Dans un souci didactique évident, Bosse commence par illustrer le tracé des frontons, segmentaires ou triangulaires, qu’il utilisera dans les planches suivantes (pl. 1). Suivent dix modèles de portes selon les cinq ordres, représentés chaque fois en élévation et profil et cotés : un seul modèle pour l’ordre toscan (pl. 2) et composite (« composé ») (pl. 11) ; trois doriques (pl. 3, 6, 8) ; trois ioniques dont une porte cochère (4, 7, 9) ; deux corinthiens (pl. 5, 10). Les modèles doriques, ioniques et corinthiens sont présentés avec variantes, simple ou riche : fût lisse ou cannelé, frise plate ou pulvinée pour l’ionique, moulurations décorées ou non.
L’architecture n’est pas qu’une dépendance de la perspective, c’est aussi un art à part entière auquel Bosse va consacrer la majeure partie de son temps.

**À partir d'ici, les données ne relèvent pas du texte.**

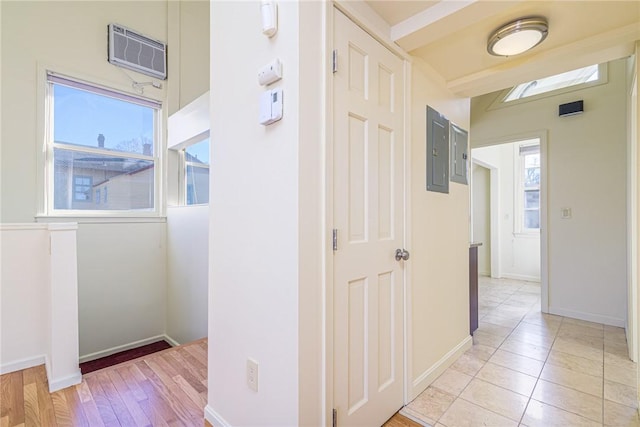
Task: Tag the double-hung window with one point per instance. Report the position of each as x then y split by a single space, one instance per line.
529 188
102 150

S’il reprend sans doute des estampes utilisées pour ses cours à l’Académie de peinture, le propos, quoi qu’on dise, est tout autre. Bosse ne s’adresse plus aux peintres qui n’ont que faire de cotes aussi précises pour représenter des portes en géométral. La présentation rationnelle et précise des divers modèles révèle la connaissance des traités des meilleurs auteurs. Sa conception de l’ordre comme entité architecturale déterminée par un rapport constant (5 :15 :3) entre les trois parties fondamentales de l’ordre (piédestal, colonne, entablement) s’inspire de la doctrine de Vignole. Ses remarques sur le métier d’architecte et le bon goût en architecture (prééminence des ordres grecs, critique des compositions mélangées) révèlent une conception très proche de celle défendue par Roland Fréart de Chambray dans son fameux Parallèle de l’architecture antique avec la moderne (Paris, 1650). Bosse en profite aussi pour critiquer les peintres et dessinateurs qui ignorent les règles d’optique et de perspective qui donnent à certains édifices antiques toute leur beauté, car ils préfèrent suivre un « prétendu copiste de perspective pratique », c’est-à-dire Jean Dubreuil, auteur d’une Perspective pratique publiée en trois volumes (1642-1649), grossier plagiat des écrits de Girard Desargues diffusés par Bosse. L’allusion à la dispute scientifique qui les opposa à partir de 1642 pendant presque trois décennies au père jésuite et à Jacques Curabelle, entre autres, montre que Bosse est bien au cœur des débats scientifiques et théoriques de son époque.
En 1664/1665 Bosse intègre enfin les Représentations géométrales à son traité d’architecture en deux volets (Traité des manières de dessiner les ordres et Des ordres de colonnes), comme il l’avait initialement prévu, alliant pertinence de fond et cohérence commerciale.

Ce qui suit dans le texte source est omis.